Robustness of the multiple realization method for stochastic hydraulic aquifer management

Abstract

Hydraulic containment of a groundwater plume is modeled as a pump‐and‐treat system of extraction wells in a confined aquifer with uncertain transmissivity. The transmissivity is modeled as a random field with a specified covariance structure, conditioned at measurement locations. The response matrix method is used to form a linear program to obtain the optimal pumping strategy. High reliability is achieved by employing a multiple realization or “stacking” method which requires the solution to simultaneously satisfy a number of realizations of the random field. Empirical tests indicate that this reliability is a monotonically increasing function of the number of stacked realizations and appears to be relatively insensitive to moderate changes in the variance, correlation length, and covariance structure of the stochastic transmissivity and to changes in the boundary conditions and measurement data.

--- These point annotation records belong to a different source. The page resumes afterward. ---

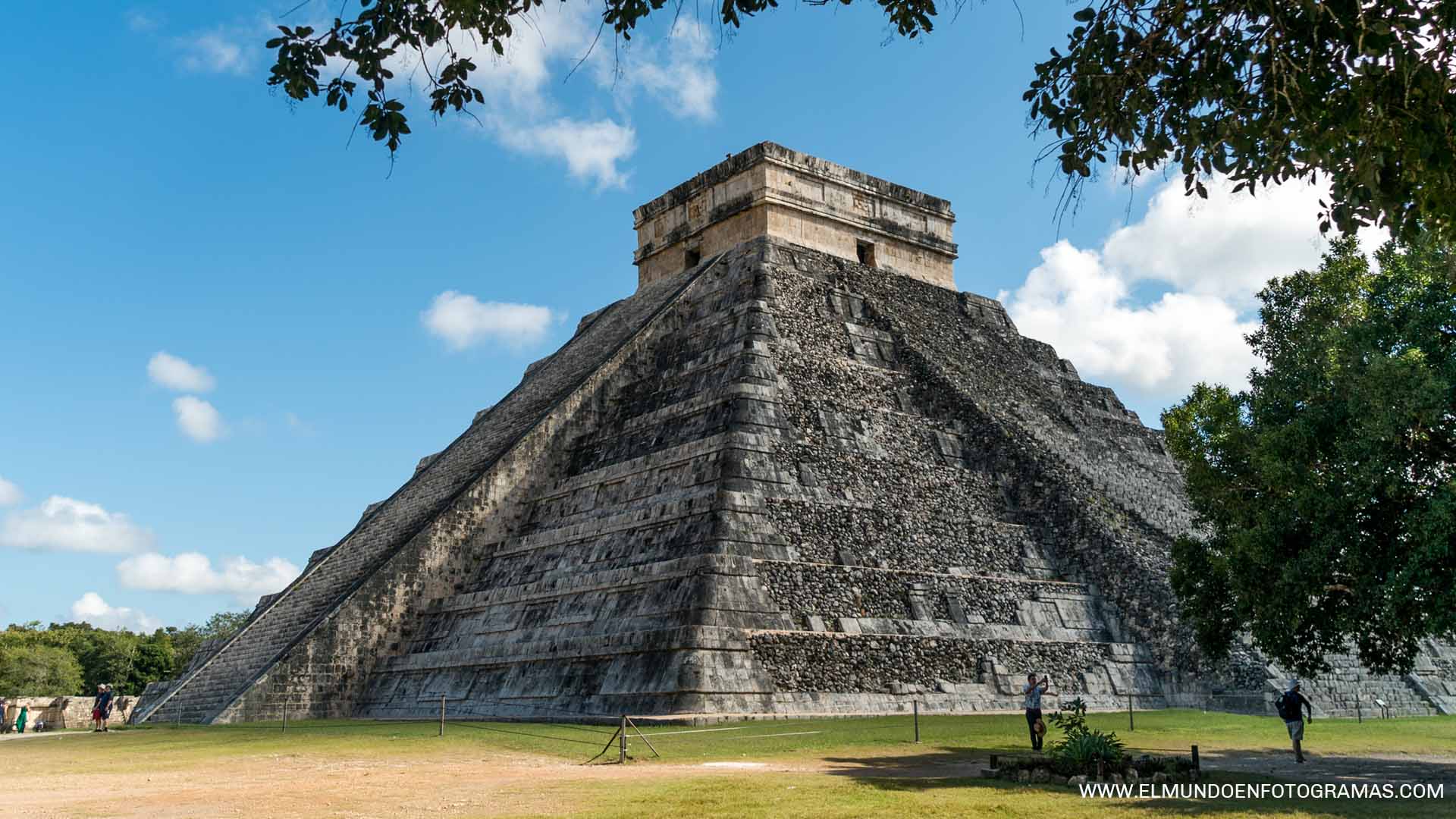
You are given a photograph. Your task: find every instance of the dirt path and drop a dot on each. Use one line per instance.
(1331, 768)
(335, 787)
(469, 783)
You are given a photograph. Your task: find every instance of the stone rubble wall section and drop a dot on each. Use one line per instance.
(625, 586)
(865, 664)
(61, 713)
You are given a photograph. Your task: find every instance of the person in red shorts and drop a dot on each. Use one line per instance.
(96, 708)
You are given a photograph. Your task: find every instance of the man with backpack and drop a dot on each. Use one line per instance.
(1288, 707)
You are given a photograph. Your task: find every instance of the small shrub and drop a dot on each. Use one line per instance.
(1081, 748)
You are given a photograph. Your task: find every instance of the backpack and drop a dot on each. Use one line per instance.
(1288, 707)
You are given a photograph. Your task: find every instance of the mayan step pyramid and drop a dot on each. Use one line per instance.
(795, 472)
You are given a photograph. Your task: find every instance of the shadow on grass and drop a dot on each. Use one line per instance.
(960, 768)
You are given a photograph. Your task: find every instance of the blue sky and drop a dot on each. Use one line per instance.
(327, 318)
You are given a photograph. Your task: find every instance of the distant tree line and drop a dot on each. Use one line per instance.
(74, 657)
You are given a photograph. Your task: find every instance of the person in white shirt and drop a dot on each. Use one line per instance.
(1034, 689)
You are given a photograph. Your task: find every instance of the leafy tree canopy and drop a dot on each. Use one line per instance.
(1327, 491)
(38, 670)
(1354, 93)
(30, 654)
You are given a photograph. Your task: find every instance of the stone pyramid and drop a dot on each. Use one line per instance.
(795, 472)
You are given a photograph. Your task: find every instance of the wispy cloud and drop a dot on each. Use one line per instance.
(197, 419)
(93, 610)
(178, 373)
(592, 150)
(193, 573)
(142, 20)
(218, 52)
(463, 321)
(1165, 302)
(69, 525)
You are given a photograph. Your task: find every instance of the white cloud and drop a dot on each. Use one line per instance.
(1078, 305)
(677, 72)
(1200, 260)
(177, 373)
(197, 419)
(218, 53)
(1228, 245)
(140, 20)
(193, 573)
(67, 525)
(101, 614)
(9, 493)
(462, 321)
(523, 112)
(592, 149)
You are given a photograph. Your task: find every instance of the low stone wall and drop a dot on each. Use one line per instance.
(64, 711)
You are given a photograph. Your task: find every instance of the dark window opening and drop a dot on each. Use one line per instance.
(867, 253)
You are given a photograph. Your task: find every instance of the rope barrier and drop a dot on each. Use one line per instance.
(525, 733)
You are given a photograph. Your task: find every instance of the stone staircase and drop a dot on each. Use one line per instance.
(286, 620)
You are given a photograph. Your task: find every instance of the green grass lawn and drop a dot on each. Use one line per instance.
(837, 751)
(1161, 732)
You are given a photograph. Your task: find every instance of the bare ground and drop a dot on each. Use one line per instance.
(457, 783)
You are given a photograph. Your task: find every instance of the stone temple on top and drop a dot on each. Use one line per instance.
(797, 472)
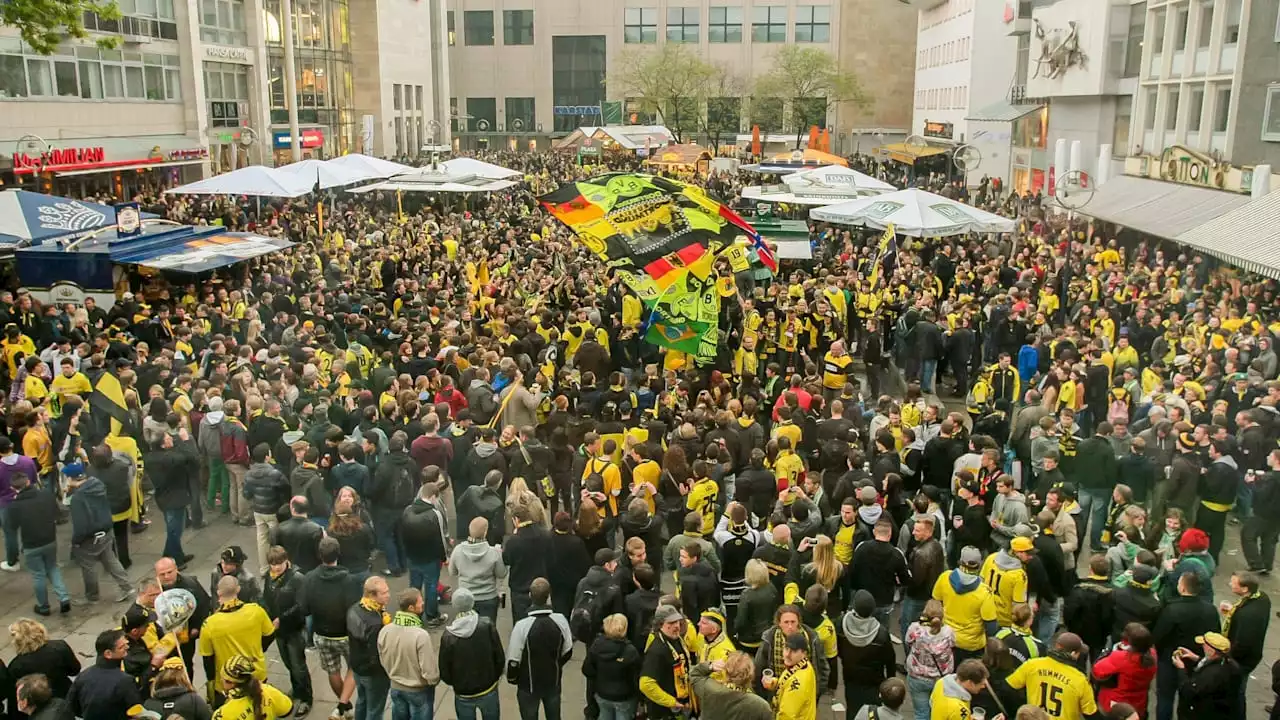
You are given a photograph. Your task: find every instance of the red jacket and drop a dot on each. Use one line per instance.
(457, 401)
(1130, 678)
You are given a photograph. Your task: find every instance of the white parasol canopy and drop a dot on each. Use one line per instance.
(479, 168)
(819, 186)
(437, 180)
(325, 172)
(914, 213)
(373, 168)
(254, 180)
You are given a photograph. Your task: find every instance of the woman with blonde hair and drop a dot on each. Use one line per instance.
(520, 496)
(755, 606)
(172, 695)
(612, 665)
(353, 533)
(823, 570)
(37, 654)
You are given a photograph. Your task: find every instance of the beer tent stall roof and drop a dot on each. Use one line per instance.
(625, 137)
(254, 181)
(914, 213)
(32, 218)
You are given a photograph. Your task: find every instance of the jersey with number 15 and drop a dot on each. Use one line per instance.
(1055, 687)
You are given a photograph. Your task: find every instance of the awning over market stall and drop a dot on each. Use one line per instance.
(909, 154)
(1157, 208)
(254, 180)
(1247, 237)
(914, 213)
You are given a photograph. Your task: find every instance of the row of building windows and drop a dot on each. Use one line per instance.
(946, 12)
(725, 24)
(478, 28)
(944, 54)
(942, 99)
(87, 73)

Two simple statistical models based on Bayesian analysis and order statistics are formulated, leading to predicted reliabilities of (N+1)/(N+2) and N/(N+1), respectively, where N is the number of stacked realizations. These simple curves are shown to compare quite well with the empirical findings. These results indicate that it may be possible to determine the stack size necessary to achieve a prespecified reliability. The robustness of the reliability curve indicates that it may be useful as a preliminary design tool for aquifer management.